The unanimous decision, which confirmed the position of the Scottish courts on the point, will provide "welcome clarity" to those subject to UK health and safety law, according to health and safety expert Katherine Metcalfe of Pinsent Masons, the law firm behind Out-Law.com. The decision of the Inner House of the Court of Session backing offshore platform operator Chevron was at odds with the position taken by the English courts, she said.
"Many prohibition notice appeals in England, Wales and Scotland have been on hold, some for significant periods of time, awaiting the Supreme Court's judgment," Metcalfe said. "Duty holders, their legal representatives and the Health and Safety Executive (HSE) will now need to review the prospects of success in each case in light of this judgment."
"In general terms, the judgment is good news for duty holders. The departure from the English Court of Appeal's reasoning in the Rotary Yorkshire case restores a remedy where an inspector, in good faith, serves a prohibition notice on the basis of information which is incomplete or simply wrong. The Supreme Court recognises the very serious financial, operational and reputational impact that a prohibition notice can have on an organisation," she said.
However, some questions remained unresolved following the appeal, particularly around who should have to bear the cost of a successful appeal and the scope of the appeal process associated with the HSE's fee for intervention cost recovery scheme, she said.
The case involved an appeal by Chevron against a prohibition notice served on it by an HSE inspector in April 2013 to the employment tribunal in Aberdeen. In March 2015, the employment tribunal cancelled the notice on the grounds that tests later carried out by Chevron on a stairwell closed off by the inspector had shown that there was no risk of serious personal injury from it.
HSE appealed to the Inner House of the Court of Session, Scotland's appeal court, arguing that the tribunal should not have been entitled to take into account information that was not available to its inspector when he came to his decision. The court backed Chevron and the tribunal, ruling that there was "no sound basis for restricting appeals [against HSE notices] to what would in essence be a form of judicial review of the inspector's opinion".
A panel of five Supreme Court judges, led by Lady Black, agreed. The judge said that an appeal against a prohibition notice was "not [an appeal] against the inspector's opinion but against the notice itself". Although the inspector's opinion as to the existence of a risk of serious personal injury was "relevant as part of the evidence shedding light on whether the risk existed", it could not be the only evidence on which the tribunal was permitted to rely.
"If, as in this case, the evidence shows that there was no risk at the material time, then, notwithstanding that the inspector was fully justified in serving the notice, it will be modified or cancelled as the situation requires," she said.
"The effectiveness of a prohibition notice is in no way reduced by an appeal process which enables the realities of the situation to be examined by a tribunal with the benefit of additional information. Once served, the notice provides immediate protection, reinforced by the existence of criminal sanctions … Furthermore, there does not seem to me to be any reason to suppose that [this interpretation] would undermine the role that prohibition and improvement notices play in encouraging employers to have robust systems in place with a view to demonstrating easily, when an inspection takes place, that no risk exists," she said.

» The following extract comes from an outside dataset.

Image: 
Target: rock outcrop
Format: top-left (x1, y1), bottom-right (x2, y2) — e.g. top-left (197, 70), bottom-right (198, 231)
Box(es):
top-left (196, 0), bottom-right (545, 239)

The judge noted that the prohibition notice would remain in force during the appeal process unless suspended by the tribunal, and that acting in breach of a prohibition notice before it was formally cancelled would remain a criminal offence.

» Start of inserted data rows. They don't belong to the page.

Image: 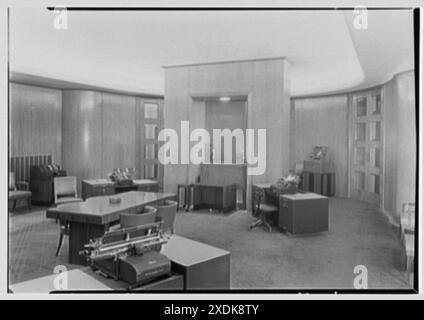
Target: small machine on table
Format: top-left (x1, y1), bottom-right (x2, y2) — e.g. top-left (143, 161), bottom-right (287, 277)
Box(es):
top-left (80, 222), bottom-right (171, 289)
top-left (302, 146), bottom-right (336, 196)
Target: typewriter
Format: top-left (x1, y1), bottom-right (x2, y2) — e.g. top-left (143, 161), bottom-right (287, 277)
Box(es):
top-left (80, 222), bottom-right (171, 289)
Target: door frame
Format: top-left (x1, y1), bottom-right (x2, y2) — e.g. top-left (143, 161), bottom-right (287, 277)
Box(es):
top-left (347, 86), bottom-right (385, 209)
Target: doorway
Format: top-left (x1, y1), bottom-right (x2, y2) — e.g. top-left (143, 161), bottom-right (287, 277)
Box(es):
top-left (349, 89), bottom-right (384, 207)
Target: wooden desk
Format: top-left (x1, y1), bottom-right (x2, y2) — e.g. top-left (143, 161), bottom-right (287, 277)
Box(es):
top-left (278, 193), bottom-right (330, 234)
top-left (81, 179), bottom-right (159, 200)
top-left (193, 183), bottom-right (237, 212)
top-left (162, 235), bottom-right (230, 290)
top-left (10, 235), bottom-right (230, 293)
top-left (46, 191), bottom-right (175, 265)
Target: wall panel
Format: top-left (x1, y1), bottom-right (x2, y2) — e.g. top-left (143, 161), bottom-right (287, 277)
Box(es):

The court acknowledged that the service of a prohibition notice on a business "has the potential to do considerable harm to it", whether in the form of disruption, financial costs and reputational damage. Its view was that this gave businesses "plenty of encouragement to do what they can to avoid getting into such a situation in the first place", as well as an incentive to "marshal [its appeal] speedily so as to free himself from the notice as quickly as possible".
What it did not do was address the question of who should bear the cost of an appeal which was ultimately successful on the basis of information that was not available to the inspector at the time, said Katherine Metcalfe. It will be for the employment tribunal to consider this on a case by case basis.

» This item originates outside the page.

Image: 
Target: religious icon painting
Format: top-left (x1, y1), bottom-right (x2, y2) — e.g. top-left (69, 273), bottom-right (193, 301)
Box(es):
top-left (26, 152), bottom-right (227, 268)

"Should the HSE, as a public sector organisation, pick up the cost where there is no criticism of the decision the inspector made on the basis of the information available at the time?" she said. "On the other hand, why should a duty holder bear the cost of appealing a notice served in a situation where they can demonstrate that there was no risk? Early communication with HSE about 'new information' which casts doubt upon the inspector's opinion may well strengthen the duty holder's position when it comes to seeking costs."
"There are also potential implications for the new process implemented by HSE to deal with disputed invoices raised under its fee for intervention scheme, which allows HSE to recover the costs of inspection, investigation and enforcement action where there has been a material breach of health and safety law. Where it is argued that there has been no material breach, HSE will only provide the disputes panel with the information available to the inspector at the point at which the notice of contravention was issued. That approach must now also be open to challenge," she said.